Newly elected London Mayor’s opening words at his swearing-in ceremony – “Good Morning, I’m Sadiq Khan, and I’m the Mayor of London” – were drowned in claps and whistles by the audience at the Southwark Cathedral in London.
Sadiq Khan, the first Muslim Mayor of London, has promised to “lead the most transparent, engaged and representative council London has ever seen”.
The 44-year old human rights lawyer of Pakistani descent, who is not only the first Muslim head of London, but set a record by winning 1.1 million votes, has vowed to be fair to all and ensure that London is repackaged in the most dynamic manner.
Khan’s lead over his closest rival was bigger than that achieved by both his predecessors Boris Johnson and Ken Livingstone. With a 45 per cent election turnout, he finished with a margin of 13.6 percentage points over Zac Goldsmith of the Conservative Party.
Warmly acknowledging the introduction made by Doreen Lawrence, the mother of the British teenager Stephen Lawrence who was killed in a racist attack in London in 1993, Mr. Khan promised to lead a truly representative council in London.
He harked back to his humble beginnings “So you better know this but I grew up in a council estate,” and said he achieved what he never dreamt of because of the opportunities and “helping hand” the city offered him and his family. Promising a “better” London, he pledged to give all Londoners the opportunities that he was offered.
Mr. Khan led an energetic campaign that was turned increasingly toxic by the personal attacks and slander levelled against him by his opponent, the billionaire Mr. Goldsmith, including the smear that he shared platforms with extremists in the past.
Mr. Goldsmith’s campaign, which started with a focus on green and sustainable solutions to city issues, rapidly descended into racism and divisiveness. His piece in the Daily Mail four days before the elections made the schism between him and his opponent unbreachable. He warned that with a Labour victory “we will have handed control of the Met, and with it control over national counter-terrorism policy, to a party whose candidate and current leadership have, whether intentionally or not, repeatedly legitimised those with extremist views.”

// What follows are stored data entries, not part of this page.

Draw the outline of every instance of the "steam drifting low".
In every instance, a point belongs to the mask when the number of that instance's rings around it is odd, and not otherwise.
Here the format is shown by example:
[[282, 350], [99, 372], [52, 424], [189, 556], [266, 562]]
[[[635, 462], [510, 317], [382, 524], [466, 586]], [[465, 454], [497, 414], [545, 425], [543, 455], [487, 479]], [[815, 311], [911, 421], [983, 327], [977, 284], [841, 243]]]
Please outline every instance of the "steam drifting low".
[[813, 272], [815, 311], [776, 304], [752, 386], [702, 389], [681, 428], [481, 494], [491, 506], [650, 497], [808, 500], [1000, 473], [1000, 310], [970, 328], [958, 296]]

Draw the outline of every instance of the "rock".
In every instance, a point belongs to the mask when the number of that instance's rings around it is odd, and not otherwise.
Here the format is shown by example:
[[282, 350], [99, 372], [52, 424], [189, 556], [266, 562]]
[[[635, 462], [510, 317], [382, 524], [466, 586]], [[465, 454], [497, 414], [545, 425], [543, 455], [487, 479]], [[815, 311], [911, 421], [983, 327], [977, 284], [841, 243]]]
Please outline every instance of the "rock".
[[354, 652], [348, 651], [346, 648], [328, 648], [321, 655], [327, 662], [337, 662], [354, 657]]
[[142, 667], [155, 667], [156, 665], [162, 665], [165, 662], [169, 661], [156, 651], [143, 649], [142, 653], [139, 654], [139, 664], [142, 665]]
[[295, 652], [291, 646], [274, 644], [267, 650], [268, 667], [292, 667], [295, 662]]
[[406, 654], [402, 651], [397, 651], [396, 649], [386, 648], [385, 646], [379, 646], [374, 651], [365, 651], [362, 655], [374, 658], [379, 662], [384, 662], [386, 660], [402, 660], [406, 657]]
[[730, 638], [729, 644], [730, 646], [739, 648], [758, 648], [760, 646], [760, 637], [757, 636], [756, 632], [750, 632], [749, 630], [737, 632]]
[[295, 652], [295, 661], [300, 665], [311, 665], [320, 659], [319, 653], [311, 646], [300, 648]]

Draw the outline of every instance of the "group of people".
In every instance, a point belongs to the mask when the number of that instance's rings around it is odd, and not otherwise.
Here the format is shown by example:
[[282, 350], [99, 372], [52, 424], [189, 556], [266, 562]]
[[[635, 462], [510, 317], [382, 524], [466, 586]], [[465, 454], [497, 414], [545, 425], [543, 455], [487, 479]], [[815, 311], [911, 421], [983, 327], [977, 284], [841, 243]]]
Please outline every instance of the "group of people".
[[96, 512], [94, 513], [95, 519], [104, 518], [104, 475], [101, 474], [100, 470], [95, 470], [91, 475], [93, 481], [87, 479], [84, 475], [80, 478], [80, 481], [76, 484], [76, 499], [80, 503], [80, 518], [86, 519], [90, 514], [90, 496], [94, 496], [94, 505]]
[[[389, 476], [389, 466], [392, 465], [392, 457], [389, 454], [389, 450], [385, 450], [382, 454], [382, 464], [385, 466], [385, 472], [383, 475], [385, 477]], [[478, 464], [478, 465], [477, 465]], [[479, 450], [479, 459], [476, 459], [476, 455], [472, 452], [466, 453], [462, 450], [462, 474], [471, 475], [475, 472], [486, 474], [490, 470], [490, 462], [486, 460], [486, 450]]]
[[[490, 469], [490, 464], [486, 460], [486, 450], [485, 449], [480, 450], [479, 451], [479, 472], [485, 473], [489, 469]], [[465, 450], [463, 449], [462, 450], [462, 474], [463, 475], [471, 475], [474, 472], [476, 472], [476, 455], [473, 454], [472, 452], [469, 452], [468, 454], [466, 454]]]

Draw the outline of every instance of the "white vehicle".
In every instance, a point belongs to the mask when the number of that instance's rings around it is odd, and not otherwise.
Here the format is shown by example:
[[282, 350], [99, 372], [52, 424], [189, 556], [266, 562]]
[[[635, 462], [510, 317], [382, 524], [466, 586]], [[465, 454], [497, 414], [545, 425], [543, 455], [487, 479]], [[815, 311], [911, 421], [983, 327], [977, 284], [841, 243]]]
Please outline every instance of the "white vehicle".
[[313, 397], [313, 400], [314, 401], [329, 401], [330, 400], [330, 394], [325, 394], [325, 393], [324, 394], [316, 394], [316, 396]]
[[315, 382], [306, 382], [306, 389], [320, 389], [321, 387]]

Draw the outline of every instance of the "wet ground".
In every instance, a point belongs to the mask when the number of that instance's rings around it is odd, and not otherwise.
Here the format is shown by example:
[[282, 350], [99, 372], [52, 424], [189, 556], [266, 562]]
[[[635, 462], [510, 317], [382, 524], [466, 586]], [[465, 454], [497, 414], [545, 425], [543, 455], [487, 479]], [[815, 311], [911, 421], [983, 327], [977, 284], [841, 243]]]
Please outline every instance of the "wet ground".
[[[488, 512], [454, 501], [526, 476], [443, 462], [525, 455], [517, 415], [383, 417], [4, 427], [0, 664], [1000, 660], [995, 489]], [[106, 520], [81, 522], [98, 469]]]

There was mounting criticism even within the Conservative Party to Mr. Goldsmith’s campaign. Andrew Boff, a former Conservative member of the London Assembly, told Newsnight that Mr. Goldsmith’s tactic of painting religious conservatives as “extremists” had alienated the party from the city’s ethnic minority voters.
Leader of the Labour Party Jeremy Corbyn’s absence at Mr. Khan’s swearing-in has led to speculation of an increasingly frosty relationship between the two.
Mr. Khan, a practising Muslim, is a liberal who received death threats from extremists for his support for the legalisation of gay marriage in 2013.